Current guidelines for the treatment of heart failure recommend beta-blockers with a Class 1A level of evidence — the highest available — suggesting their administration to virtually all patients with heart failure. However, as the research highlights, this universal therapeutic strategy may not be appropriate for all patients.
In some cases, beta-blockers may exert no preventive effect whatsoever, while in others they could actually worsen the clinical condition. It therefore becomes essential to identify specific subgroups within the broad and heterogeneous category of heart failure patients, in order to tailor therapeutic strategies to individual characteristics.
Toward Personalized Clinical Biomarkers
Peripheral blood monocytes emerge from this research as highly promising potential clinical biomarkers. Their capacity to reflect the status of cardiac beta-adrenergic receptors could enable:
- Non-invasive monitoring of disease progression
- Prediction of individual response to beta-blockers
- Personalization of pharmacological therapy
- Future development of diagnostic kits for clinical use
This approach would represent a significant step forward compared to the currently empirical management of beta-blocker therapy, providing clinicians with objective tools to guide therapeutic decisions.
The Importance of Sex Differences
A particularly innovative aspect of this research is the attention devoted to sex differences in the pathophysiology of heart failure. The development of sex-specific cellular models and the analysis of X-chromosome-linked microRNAs represent promising approaches for understanding why heart failure with preserved ejection fraction is more prevalent in women and in older individuals.
These studies could identify innovative, sex-specific therapeutic targets, paving the way for preventive and therapeutic strategies personalized not only on the basis of individual patient characteristics, but also taking into account biological differences related to sex.
Conclusions
The research presented by Dr. Paola Matarrese within the HEAL ITALIA project represents a significant contribution to the understanding of the pathophysiological mechanisms of heart failure and to the identification of new approaches for cardiovascular precision medicine.

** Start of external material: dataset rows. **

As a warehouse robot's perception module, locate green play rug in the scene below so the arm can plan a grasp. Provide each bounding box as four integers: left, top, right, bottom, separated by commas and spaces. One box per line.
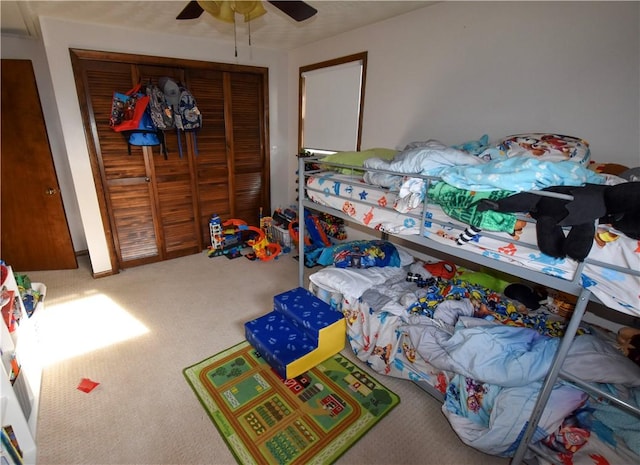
183, 341, 400, 465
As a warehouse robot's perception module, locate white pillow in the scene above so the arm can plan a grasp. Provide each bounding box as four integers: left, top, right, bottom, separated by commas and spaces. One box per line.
309, 257, 404, 299
396, 245, 415, 266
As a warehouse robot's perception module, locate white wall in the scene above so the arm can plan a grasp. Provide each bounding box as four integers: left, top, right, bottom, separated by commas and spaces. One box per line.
3, 18, 287, 273
2, 36, 87, 251
2, 2, 640, 273
289, 2, 640, 198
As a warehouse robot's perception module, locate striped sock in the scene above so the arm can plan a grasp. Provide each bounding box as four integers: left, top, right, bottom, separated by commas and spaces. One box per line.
456, 226, 482, 245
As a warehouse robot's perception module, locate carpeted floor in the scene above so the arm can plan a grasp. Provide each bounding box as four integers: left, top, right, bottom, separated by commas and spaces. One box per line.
22, 253, 508, 465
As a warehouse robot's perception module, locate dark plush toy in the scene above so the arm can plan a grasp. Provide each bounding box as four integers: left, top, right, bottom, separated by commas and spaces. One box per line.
478, 182, 640, 261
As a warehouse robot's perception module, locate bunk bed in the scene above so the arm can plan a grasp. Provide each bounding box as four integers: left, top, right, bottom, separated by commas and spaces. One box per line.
298, 135, 640, 465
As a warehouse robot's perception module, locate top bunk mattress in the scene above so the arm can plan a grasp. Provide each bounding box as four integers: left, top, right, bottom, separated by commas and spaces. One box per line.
306, 171, 640, 316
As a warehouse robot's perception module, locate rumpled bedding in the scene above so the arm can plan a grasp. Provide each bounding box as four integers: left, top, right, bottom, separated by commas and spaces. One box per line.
312, 264, 640, 464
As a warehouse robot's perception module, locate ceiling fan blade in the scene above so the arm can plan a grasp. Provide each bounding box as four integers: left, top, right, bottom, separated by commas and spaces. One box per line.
268, 0, 318, 21
176, 0, 204, 19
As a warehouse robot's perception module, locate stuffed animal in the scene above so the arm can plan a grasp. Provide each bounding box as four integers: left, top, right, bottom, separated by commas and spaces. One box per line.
478, 182, 640, 261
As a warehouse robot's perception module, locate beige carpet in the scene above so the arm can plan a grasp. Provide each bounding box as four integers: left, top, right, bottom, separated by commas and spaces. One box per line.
22, 253, 508, 465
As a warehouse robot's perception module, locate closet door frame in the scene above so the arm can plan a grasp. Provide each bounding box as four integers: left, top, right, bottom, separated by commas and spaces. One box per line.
69, 48, 270, 274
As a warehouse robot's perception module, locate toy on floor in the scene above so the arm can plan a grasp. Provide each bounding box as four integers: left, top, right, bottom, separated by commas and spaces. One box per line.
244, 287, 346, 379
207, 215, 249, 258
247, 226, 282, 262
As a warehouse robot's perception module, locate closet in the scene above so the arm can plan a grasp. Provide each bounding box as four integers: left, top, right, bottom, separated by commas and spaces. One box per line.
71, 50, 271, 270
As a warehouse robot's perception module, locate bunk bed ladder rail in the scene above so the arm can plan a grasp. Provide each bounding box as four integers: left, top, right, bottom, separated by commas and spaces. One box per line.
511, 288, 591, 465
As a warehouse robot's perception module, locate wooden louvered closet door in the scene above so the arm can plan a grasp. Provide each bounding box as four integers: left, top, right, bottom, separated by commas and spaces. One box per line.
78, 61, 165, 268
187, 69, 270, 243
71, 50, 270, 271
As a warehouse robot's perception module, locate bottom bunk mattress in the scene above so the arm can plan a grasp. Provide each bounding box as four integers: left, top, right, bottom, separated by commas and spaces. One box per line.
306, 172, 640, 316
310, 263, 640, 464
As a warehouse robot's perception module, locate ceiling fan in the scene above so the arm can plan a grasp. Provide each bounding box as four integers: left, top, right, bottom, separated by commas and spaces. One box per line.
176, 0, 318, 23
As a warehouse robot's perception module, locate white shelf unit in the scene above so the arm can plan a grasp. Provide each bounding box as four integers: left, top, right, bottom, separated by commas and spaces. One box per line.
0, 267, 46, 464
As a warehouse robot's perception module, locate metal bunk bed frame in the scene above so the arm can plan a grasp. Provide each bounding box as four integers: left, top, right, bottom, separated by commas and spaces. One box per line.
298, 156, 640, 465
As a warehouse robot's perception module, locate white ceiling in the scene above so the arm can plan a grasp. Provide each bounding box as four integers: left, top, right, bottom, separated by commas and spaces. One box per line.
0, 0, 437, 50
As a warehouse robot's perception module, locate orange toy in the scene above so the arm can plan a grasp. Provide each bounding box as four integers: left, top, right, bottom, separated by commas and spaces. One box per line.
247, 226, 282, 262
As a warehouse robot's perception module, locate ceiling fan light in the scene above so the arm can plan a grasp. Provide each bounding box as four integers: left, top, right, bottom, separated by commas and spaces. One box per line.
198, 0, 235, 23
231, 0, 267, 22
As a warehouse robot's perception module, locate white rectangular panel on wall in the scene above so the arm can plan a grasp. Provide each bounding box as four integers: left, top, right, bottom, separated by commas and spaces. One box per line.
302, 61, 362, 151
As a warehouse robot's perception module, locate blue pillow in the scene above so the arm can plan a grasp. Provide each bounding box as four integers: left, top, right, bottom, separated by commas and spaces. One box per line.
316, 240, 400, 268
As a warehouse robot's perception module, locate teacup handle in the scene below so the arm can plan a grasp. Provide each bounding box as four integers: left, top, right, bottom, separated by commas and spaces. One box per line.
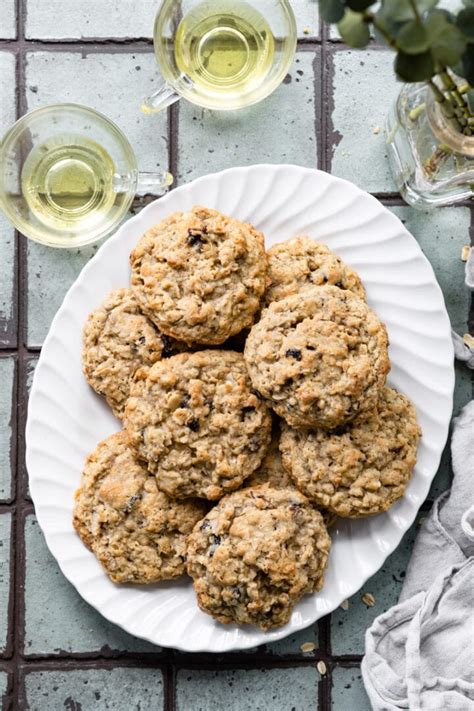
141, 81, 180, 114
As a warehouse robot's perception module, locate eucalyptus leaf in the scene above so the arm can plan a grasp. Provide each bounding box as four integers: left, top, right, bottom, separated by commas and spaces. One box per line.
319, 0, 345, 22
397, 20, 430, 54
337, 9, 370, 47
456, 5, 474, 42
395, 51, 435, 82
461, 44, 474, 86
346, 0, 376, 12
378, 0, 415, 22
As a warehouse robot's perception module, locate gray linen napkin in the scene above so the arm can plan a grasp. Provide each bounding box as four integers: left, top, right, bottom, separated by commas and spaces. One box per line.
451, 247, 474, 369
362, 401, 474, 711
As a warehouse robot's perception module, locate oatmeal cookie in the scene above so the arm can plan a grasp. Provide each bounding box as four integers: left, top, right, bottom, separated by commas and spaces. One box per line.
244, 286, 390, 429
73, 432, 206, 583
82, 289, 185, 418
124, 350, 271, 499
265, 237, 365, 304
130, 207, 267, 345
243, 426, 294, 489
280, 387, 421, 518
187, 485, 331, 630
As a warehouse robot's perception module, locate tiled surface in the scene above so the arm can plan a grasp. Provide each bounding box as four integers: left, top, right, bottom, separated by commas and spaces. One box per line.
176, 667, 320, 711
331, 667, 370, 711
24, 516, 159, 655
0, 53, 16, 347
25, 667, 163, 711
0, 0, 472, 711
0, 358, 15, 501
329, 48, 400, 193
24, 0, 158, 40
26, 240, 103, 347
25, 49, 168, 175
331, 519, 419, 656
0, 672, 8, 708
0, 0, 16, 39
0, 513, 11, 653
178, 48, 320, 182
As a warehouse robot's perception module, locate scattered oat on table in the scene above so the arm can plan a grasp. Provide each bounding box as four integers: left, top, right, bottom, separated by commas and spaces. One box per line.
362, 593, 375, 607
461, 244, 471, 262
462, 333, 474, 348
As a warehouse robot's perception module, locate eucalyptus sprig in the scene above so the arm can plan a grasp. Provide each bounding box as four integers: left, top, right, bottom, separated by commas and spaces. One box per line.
319, 0, 474, 136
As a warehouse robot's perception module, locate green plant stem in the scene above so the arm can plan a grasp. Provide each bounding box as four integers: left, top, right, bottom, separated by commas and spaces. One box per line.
363, 9, 472, 135
410, 0, 421, 23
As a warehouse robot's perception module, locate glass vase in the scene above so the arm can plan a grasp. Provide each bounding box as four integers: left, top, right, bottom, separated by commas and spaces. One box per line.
387, 84, 474, 209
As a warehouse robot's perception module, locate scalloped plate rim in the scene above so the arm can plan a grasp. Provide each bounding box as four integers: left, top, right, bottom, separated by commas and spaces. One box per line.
25, 163, 455, 653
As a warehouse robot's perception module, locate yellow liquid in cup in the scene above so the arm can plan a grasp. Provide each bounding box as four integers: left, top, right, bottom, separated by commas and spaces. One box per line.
174, 0, 275, 106
21, 135, 127, 241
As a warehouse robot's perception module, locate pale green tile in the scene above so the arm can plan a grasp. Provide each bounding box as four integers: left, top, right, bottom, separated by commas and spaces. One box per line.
26, 48, 168, 171
391, 207, 472, 498
26, 240, 104, 347
331, 517, 419, 655
0, 213, 16, 346
0, 513, 11, 652
178, 50, 320, 182
25, 667, 163, 711
0, 53, 16, 345
291, 0, 319, 38
331, 667, 371, 711
25, 516, 160, 655
391, 207, 471, 333
176, 667, 320, 711
26, 0, 158, 40
331, 49, 400, 193
264, 623, 319, 658
0, 52, 16, 138
0, 0, 16, 39
0, 358, 15, 499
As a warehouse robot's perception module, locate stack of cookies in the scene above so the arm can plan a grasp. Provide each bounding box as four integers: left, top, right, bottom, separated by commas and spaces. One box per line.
74, 207, 420, 629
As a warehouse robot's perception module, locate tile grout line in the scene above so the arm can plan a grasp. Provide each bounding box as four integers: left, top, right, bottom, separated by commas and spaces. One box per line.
10, 0, 26, 709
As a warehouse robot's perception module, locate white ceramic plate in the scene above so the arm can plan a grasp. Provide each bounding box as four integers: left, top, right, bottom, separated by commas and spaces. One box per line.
26, 165, 454, 652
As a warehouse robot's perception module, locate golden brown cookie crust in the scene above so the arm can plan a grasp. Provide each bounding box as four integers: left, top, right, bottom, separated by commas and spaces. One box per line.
280, 387, 421, 518
82, 289, 185, 419
73, 432, 206, 583
187, 485, 330, 630
265, 236, 366, 305
130, 207, 267, 345
243, 424, 294, 489
244, 286, 390, 429
124, 350, 271, 499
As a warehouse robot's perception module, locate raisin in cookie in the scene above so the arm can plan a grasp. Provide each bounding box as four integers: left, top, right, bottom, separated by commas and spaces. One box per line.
265, 237, 365, 304
280, 388, 420, 518
73, 432, 206, 583
124, 350, 271, 499
82, 289, 184, 418
187, 485, 331, 630
130, 207, 267, 345
244, 286, 390, 429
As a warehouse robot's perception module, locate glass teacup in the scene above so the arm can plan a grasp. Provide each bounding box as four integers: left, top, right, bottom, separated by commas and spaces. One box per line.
142, 0, 297, 112
0, 104, 173, 247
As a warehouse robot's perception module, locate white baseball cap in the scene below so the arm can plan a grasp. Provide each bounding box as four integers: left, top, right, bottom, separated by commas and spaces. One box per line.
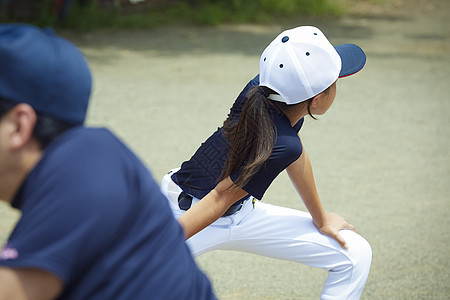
259, 26, 366, 104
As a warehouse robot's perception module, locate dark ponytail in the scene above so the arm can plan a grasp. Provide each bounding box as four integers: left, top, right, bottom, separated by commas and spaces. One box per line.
220, 86, 276, 188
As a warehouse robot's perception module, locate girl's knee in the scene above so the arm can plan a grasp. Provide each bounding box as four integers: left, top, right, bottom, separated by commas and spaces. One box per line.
340, 230, 372, 272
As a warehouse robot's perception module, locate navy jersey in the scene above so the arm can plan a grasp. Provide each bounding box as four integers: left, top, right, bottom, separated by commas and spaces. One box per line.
172, 75, 304, 200
0, 127, 215, 300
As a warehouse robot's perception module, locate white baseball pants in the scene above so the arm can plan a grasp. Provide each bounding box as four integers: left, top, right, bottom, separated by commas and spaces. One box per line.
161, 174, 372, 300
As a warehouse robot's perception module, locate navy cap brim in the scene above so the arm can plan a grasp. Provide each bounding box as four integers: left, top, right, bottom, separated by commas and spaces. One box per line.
334, 44, 366, 78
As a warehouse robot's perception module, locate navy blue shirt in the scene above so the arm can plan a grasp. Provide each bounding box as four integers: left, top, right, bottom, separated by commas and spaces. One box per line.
0, 127, 215, 300
172, 75, 304, 200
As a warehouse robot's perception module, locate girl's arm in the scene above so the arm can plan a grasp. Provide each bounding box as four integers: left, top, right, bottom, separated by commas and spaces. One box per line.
0, 267, 63, 300
178, 177, 247, 239
286, 149, 356, 249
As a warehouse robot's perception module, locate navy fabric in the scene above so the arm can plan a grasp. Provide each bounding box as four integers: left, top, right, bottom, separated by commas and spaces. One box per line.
172, 75, 304, 200
334, 44, 366, 78
0, 127, 215, 300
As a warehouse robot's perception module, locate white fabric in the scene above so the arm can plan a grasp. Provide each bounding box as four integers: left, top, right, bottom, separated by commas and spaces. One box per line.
161, 171, 372, 300
259, 26, 342, 104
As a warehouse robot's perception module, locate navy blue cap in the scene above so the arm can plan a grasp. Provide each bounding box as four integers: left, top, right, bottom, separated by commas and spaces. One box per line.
334, 44, 366, 78
0, 24, 92, 124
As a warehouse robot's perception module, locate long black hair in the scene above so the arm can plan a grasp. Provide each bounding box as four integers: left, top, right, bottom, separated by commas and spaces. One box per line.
220, 86, 276, 188
219, 86, 322, 188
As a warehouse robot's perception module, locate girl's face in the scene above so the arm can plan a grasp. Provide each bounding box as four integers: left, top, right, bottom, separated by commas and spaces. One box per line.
311, 81, 337, 115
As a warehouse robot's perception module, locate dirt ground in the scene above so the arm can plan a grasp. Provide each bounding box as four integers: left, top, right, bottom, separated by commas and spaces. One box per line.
0, 0, 450, 300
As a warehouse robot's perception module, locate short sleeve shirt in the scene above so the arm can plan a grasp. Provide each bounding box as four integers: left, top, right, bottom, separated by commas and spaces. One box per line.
0, 127, 215, 299
172, 76, 304, 200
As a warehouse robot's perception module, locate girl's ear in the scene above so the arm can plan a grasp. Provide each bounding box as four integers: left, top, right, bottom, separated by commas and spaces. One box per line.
5, 103, 37, 150
311, 92, 323, 108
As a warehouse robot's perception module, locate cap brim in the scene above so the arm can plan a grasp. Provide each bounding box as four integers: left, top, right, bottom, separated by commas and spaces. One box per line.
334, 44, 366, 78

The results obtained — while leaving fundamental questions about the pathogenetic role of beta-adrenergic receptors open — have enabled the validation of new experimental models, the identification of potential clinical biomarkers, and the development of tools for sex-specific research. The paradox of beta-blocker efficacy in heart failure remains an enigma yet to be solved, but this very contradiction underscores the complexity of the condition and the necessity of moving away from universal therapeutic approaches in favor of personalized strategies.
As highlighted throughout the conference, precision medicine is not simply an abstract concept, but a concrete clinical necessity for improving patient outcomes and optimizing the use of healthcare resources. The HEAL ITALIA project, with its eight thematic areas (spokes) dedicated to different aspects of precision medicine, represents an exemplary model of how translational research can help transform clinical practice.
As Dr. Matarrese emphasized, the hope is that this significant investment in research may have a future — completing the studies already underway and delivering tangible benefits to patients with heart failure, while contributing to the development of a national precision medicine platform accessible to all Italian citizens, from the north to the south of the country.